Hydrodynamic modeling of electron transport in graphene

Abstract

Semi-classical hydrodynamic models for charge transport in graphene have been presented. They are deduced as moment equations of the semiclassical Boltzmann equation with the needed closure relations obtained by resorting to the Maximum Entropy Principle. The models differ in the choice of the moments to assume as basic field variables. Both linear and nonlinear closure relations are analyzed. The validity of all the semi-classical models presented is assessed by comparing the mean values of energy and velocity with those obtained from the direct solutions of the Boltzmann equation in the simple case of suspended monolayer graphene.

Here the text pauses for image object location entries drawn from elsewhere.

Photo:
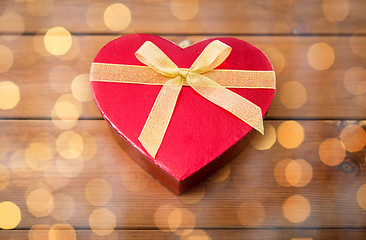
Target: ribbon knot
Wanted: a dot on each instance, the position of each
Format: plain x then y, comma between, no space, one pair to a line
183,73
212,56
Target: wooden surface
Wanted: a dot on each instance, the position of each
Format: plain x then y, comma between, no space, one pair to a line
60,165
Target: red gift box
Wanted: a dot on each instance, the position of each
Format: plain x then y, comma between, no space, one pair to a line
201,136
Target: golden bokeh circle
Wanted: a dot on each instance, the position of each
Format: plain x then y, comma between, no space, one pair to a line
293,95
321,56
12,22
194,195
98,191
102,221
64,207
296,209
353,137
298,173
355,80
4,177
361,196
290,134
61,232
277,59
10,215
69,144
80,88
358,43
335,10
323,24
9,95
40,202
90,146
184,9
94,16
332,152
117,17
57,41
266,141
181,221
6,60
251,213
40,8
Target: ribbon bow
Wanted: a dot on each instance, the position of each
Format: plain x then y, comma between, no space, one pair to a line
212,56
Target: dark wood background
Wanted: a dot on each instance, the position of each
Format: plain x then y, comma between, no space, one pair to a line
61,167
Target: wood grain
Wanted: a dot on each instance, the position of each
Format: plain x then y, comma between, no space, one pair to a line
233,17
326,95
270,234
212,204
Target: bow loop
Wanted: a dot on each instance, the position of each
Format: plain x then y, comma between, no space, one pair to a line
212,56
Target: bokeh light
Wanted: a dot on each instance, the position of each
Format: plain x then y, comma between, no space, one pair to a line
358,43
40,8
181,221
335,10
94,16
293,95
353,137
57,41
12,22
184,9
117,17
98,191
9,95
251,213
266,141
332,152
277,59
6,58
321,56
40,202
10,215
102,221
290,134
296,209
80,88
64,207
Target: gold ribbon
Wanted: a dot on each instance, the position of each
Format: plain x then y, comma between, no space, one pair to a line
161,70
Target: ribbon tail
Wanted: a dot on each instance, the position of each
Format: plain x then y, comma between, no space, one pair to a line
241,107
158,120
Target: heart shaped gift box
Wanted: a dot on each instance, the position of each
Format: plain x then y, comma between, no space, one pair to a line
182,113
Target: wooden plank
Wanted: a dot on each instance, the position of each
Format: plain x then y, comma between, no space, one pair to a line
270,234
253,191
42,80
187,17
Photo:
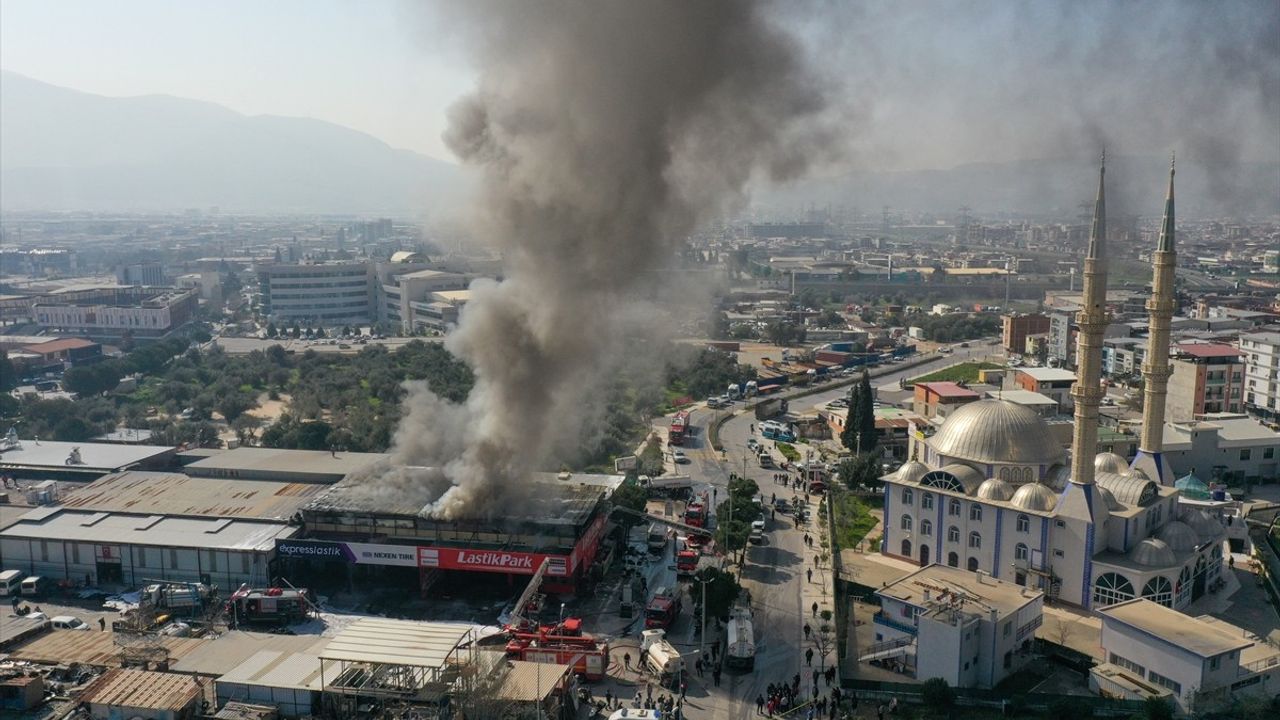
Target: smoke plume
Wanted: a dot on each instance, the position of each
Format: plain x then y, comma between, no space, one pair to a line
604,132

It has been found that it is crucial to include- among the field variables- the deviatoric part of the stress tensor to maintain a good accuracy in a wider range of applied electric fields. Moreover apparently the results confirm that the nonlinearity is not critical for accuracy. Then, to take into account quantum phenomena, in the last part of this work a quantum hydrodynamic model for charge transport in graphene is derived from a moment expansion of the Wigner-Boltzmann equation. The needed closure relations are obtained by adding to the semiclassical ones quantum corrections based on the equilibrium Wigner function. The latter is obtained from the Bloch equation by taking into account the appropriate energy band of graphene. Furthermore, quantum energy-transport and drift-diffusion models have been formally derived from the quantum hydrodynamic equations in the long time asymptotic limit. In analogy with the semiclassical case we are confident that the energy-transport and drift-diffusion models have mathematical properties which allow an easier numerical treatment.